# Finally Happened



## Missy (Mar 25, 2009)

Well it finally came home. My granddaughter came home from school with lice. Does anyone have any quick remedy's for this.

Thanks Missy


----------



## angbaby4974 (Mar 25, 2009)

After trying all the harsh remedies, that kill the lice, then you have to try & comb through the tangles that it leaves behind....I use hair pomade.  It's in the black hair care section at the store.  It suffocates the little devils & makes combing out easier.  You have to really use a lot of the stuff though & it's thick like vaseline.  We also treated my daughter's hair with the over the counter store brand lice shampoo prior to applying the pomade the first time, after that I figured I already had the pomade & decided to try just that & it worked.  Results not guranteed, but it worked for us.
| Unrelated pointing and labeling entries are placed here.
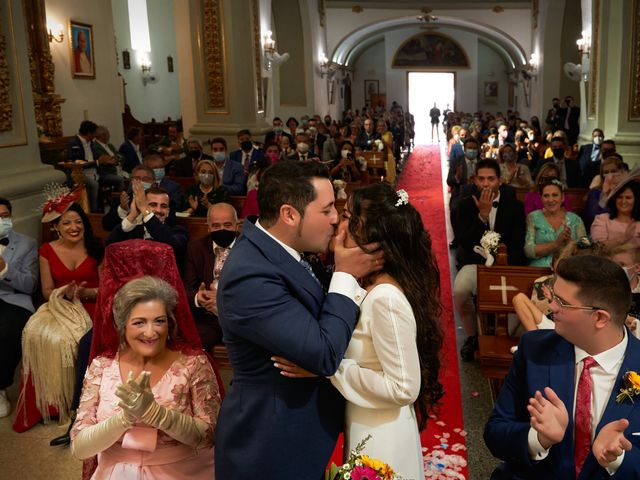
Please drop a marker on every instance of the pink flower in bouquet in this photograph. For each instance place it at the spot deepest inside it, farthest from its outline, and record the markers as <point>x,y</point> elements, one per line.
<point>364,473</point>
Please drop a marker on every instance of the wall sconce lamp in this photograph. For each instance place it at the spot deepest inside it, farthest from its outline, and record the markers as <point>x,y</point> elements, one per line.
<point>584,43</point>
<point>55,31</point>
<point>271,57</point>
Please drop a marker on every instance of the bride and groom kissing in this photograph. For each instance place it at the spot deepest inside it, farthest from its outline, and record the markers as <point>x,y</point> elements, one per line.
<point>363,358</point>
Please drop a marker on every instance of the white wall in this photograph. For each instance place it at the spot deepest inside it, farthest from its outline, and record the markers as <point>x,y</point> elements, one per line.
<point>99,99</point>
<point>159,99</point>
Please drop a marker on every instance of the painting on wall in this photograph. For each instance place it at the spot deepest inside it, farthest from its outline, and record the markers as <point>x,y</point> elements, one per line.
<point>82,54</point>
<point>491,92</point>
<point>430,50</point>
<point>371,87</point>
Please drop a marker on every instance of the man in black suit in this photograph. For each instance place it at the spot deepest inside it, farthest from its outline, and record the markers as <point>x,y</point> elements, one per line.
<point>147,219</point>
<point>570,120</point>
<point>490,207</point>
<point>205,258</point>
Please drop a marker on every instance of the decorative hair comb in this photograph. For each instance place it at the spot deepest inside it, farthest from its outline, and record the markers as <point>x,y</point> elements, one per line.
<point>403,197</point>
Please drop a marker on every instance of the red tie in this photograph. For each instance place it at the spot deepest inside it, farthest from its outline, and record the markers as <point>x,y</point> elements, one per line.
<point>583,416</point>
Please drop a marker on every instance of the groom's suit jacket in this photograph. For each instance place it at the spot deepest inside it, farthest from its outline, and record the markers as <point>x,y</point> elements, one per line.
<point>545,359</point>
<point>271,426</point>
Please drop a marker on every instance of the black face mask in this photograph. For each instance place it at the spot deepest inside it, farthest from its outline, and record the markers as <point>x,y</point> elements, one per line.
<point>223,238</point>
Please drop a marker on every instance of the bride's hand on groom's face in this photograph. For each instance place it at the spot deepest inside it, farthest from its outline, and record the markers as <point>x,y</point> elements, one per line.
<point>290,369</point>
Don't freak out, it's not the end of the world.  When my kids were in daycare, they came home with lice at least once a month. :roll:     Makes my head itch just thinking about it.


----------



## Tabitha (Mar 25, 2009)

Teatree oil!

We had that problem a few years back & all the store bought soaps and shampoos did not work. 

You can apply tea tree directly to the scalp and that should kick it. I added teatree to olive oil & coated the scalp w/ that & allowed it to sit long enought to kill/smother them. You may have to do it every day for a few days. You may also want to add a few drops to your families shampoo for the next few weeks so no one else gets it.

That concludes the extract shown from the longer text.